The whole point is, if there had been no fish in that
little lake nobody would have been there. Isn’t this a nice touch in Ezekiel?
Peterson translates this, “The fishermen will stand shoulder to shoulder
alongside that River of life.” Well, En Gedi, that’s the wilderness. It says
that the River runs through En Gedi. Now there are some springs there, but
that’s where David hid out fleeing from King Saul, in a cave. Nobody lives in
En Gedi. They may stop there because there are some springs, but this River;
this River even flows through the wilderness times of life.
Listen to me…sooner or later you’re going to go through a
wilderness time in your life when everything that you thought was in place isn’t
anymore and the wilderness time of life God says is not a foreign place to me.
Even Jesus found His purpose in a wilderness time and what God does in the
wilderness places is give us our identity and our purpose. Oh and look at the
trees down in verse 12, “Alongside the River are trees.” Everybody knows fruit
comes in its season, not these trees. Symbolic of God’s River and of His
purposes they never run out of fruit and they’re always in season.
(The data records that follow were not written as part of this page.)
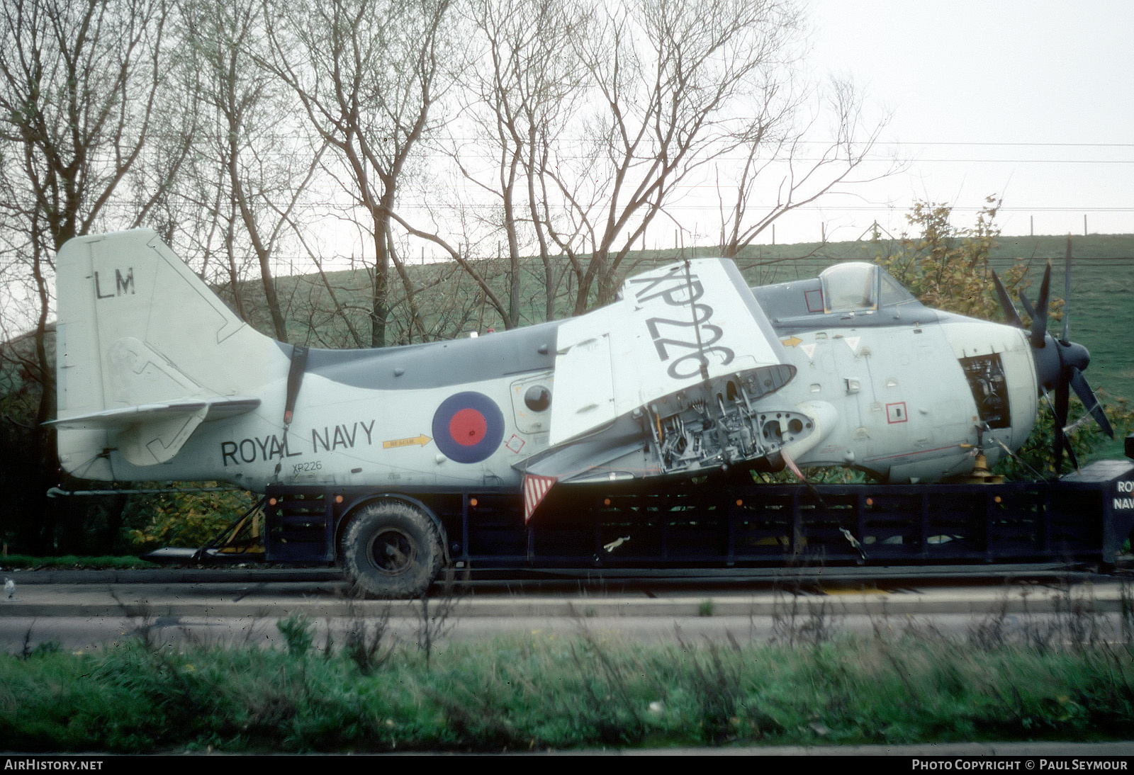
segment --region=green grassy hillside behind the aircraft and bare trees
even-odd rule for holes
[[[898,249],[896,241],[804,242],[796,245],[756,246],[738,259],[744,275],[753,284],[784,282],[815,276],[824,267],[841,261],[873,261],[878,255]],[[1022,259],[1029,265],[1030,296],[1034,300],[1043,275],[1043,267],[1052,262],[1051,293],[1063,297],[1064,250],[1066,237],[1000,237],[992,254],[992,265],[998,271]],[[1111,397],[1134,398],[1134,342],[1128,333],[1134,321],[1134,235],[1090,235],[1074,237],[1072,242],[1072,339],[1091,351],[1088,377],[1095,389]],[[709,248],[697,248],[697,256],[712,255]],[[626,272],[640,271],[649,265],[674,261],[672,250],[632,254]],[[499,262],[481,262],[480,271],[491,278],[492,284],[503,296],[507,269]],[[471,330],[484,331],[501,327],[500,318],[488,305],[475,283],[451,264],[411,266],[415,284],[421,288],[416,303],[429,327],[429,338],[447,339]],[[525,323],[543,320],[543,270],[536,261],[525,262],[522,298],[525,299]],[[293,339],[315,347],[357,347],[369,343],[370,327],[366,318],[370,278],[362,270],[328,273],[325,282],[318,274],[280,278],[278,287],[287,305],[289,331]],[[560,288],[566,291],[567,279]],[[346,315],[333,313],[330,286]],[[255,284],[247,288],[249,305],[263,312],[262,301],[255,304]],[[566,298],[566,293],[564,293]],[[391,341],[406,339],[404,299],[396,297],[391,316]],[[1019,305],[1017,305],[1018,307]],[[567,303],[560,300],[559,316],[566,315]],[[354,327],[357,338],[347,325]],[[270,331],[266,316],[254,323],[262,331]],[[1056,330],[1053,324],[1052,330]],[[420,341],[420,334],[414,338]]]

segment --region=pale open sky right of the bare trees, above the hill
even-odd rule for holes
[[[916,198],[1005,235],[1134,232],[1134,2],[810,0],[811,63],[849,74],[908,170],[778,223],[777,241],[899,232]],[[896,144],[891,146],[890,144]],[[833,233],[832,233],[833,232]],[[770,238],[765,241],[770,241]]]

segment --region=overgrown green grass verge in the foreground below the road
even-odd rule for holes
[[[1128,597],[1124,595],[1128,603]],[[544,751],[1128,740],[1131,607],[1110,623],[989,616],[962,636],[911,620],[840,632],[786,604],[771,640],[627,641],[583,624],[490,642],[335,642],[291,616],[256,644],[44,644],[0,655],[0,748],[37,752]],[[435,613],[435,610],[433,610]],[[456,615],[456,614],[454,614]],[[418,628],[433,627],[422,612]],[[269,644],[276,644],[274,647]]]

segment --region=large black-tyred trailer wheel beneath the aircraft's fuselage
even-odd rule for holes
[[[429,517],[398,501],[362,506],[342,537],[349,579],[367,596],[417,597],[441,568],[441,539]]]

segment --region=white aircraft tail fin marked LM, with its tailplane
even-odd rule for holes
[[[287,357],[150,230],[78,237],[56,263],[59,461],[113,479],[171,460],[201,423],[259,406]],[[166,478],[154,476],[154,478]]]

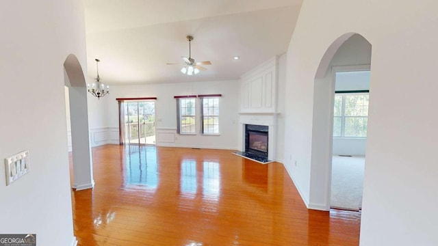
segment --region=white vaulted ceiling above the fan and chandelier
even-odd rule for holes
[[[302,0],[85,0],[88,77],[103,83],[238,79],[287,51]],[[188,76],[188,57],[211,61]],[[239,55],[239,60],[233,56]],[[179,63],[181,65],[166,65]]]

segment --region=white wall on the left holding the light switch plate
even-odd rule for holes
[[[44,14],[43,14],[44,13]],[[38,245],[73,245],[64,60],[86,67],[81,1],[1,1],[0,159],[29,150],[29,172],[5,186],[0,232],[36,233]]]

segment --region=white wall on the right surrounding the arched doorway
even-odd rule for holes
[[[438,214],[430,213],[438,203],[438,165],[428,154],[438,138],[438,115],[431,113],[438,106],[438,33],[431,31],[437,9],[432,0],[306,0],[289,45],[285,156],[292,161],[285,159],[285,167],[308,205],[310,199],[324,202],[317,190],[325,189],[330,171],[311,163],[318,68],[346,33],[360,33],[372,44],[361,245],[438,244]],[[318,175],[322,183],[311,182]]]

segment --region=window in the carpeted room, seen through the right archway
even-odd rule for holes
[[[333,137],[367,137],[368,93],[336,94]]]

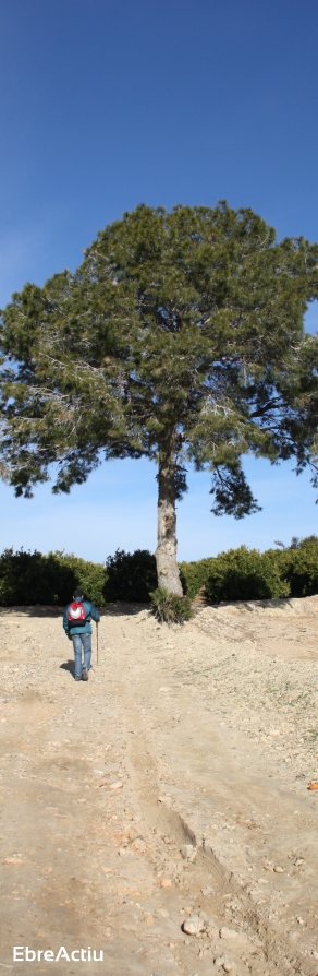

Now friends, isn’t that a beautiful picture? A River of
life that flows even into deadness and non-life, that flows even into the
wilderness. I have a question for you, it’s Ezekiel’s question. How deep do
you want to go in that River? Look in verse 3, “A man went with a measuring
line and he measured off 1,000 cubics (1,000 cubics is 1,500 feet and 500 yards,
500 yards is 5 football fields). He measured 500 yards ankle deep and then he
measured another 500 yards and now its knee deep and then waist deep and then
over the head and nobody can go there.
There are four things you can do. One is stay on the shore
and never even stick your toe in the water. In case that happens here’s what
you’ve done, you’ve taken all of the spiritual resources God has at your
disposal and you’ve refused to cash them in. But suppose you’re at least
willing to get in ankle deep. The trouble with going in ankle deep is not that
you’re on the right road, you are, just don’t stop there because you see, ankle
deep people, they don’t have the kind of commitment to keep going. They’ve
stalled out before they’ve started, almost stillborn.
Knee deep are those kind of folks and I hope you won’t stop
there, who are really interested in learning, but they have one great failure
and all of us get here sometimes, they separate God’s life from their lives and
they never bring God’s life into what they’re doing on Monday, Tuesday,
Wednesday and so forth. God’s life becomes a Sunday event.
That’s not the way it was supposed to be. Does it say in
the scripture here that the River only flows on the Sabbath? No it doesn’t
that. Go in waist deep. Waist deep the breakers can hit you. Waist deep all
of the sudden you can find some insecure footing, but waist deep let me tell you
what happens…you’re in there with God and God’s with you. You’re in the River,
you’re as deep as you can go and you’re taking God everywhere you go and God is
with you everywhere.
How deep do you
want to go? Whatever you do, don’t just stand on the shore. God provided the
River of the Spirit of God, the River of life, the River of Redemption, the
River of renewal, the River that flows even in the wilderness and the desert.
Don’t just stand there, go waist deep.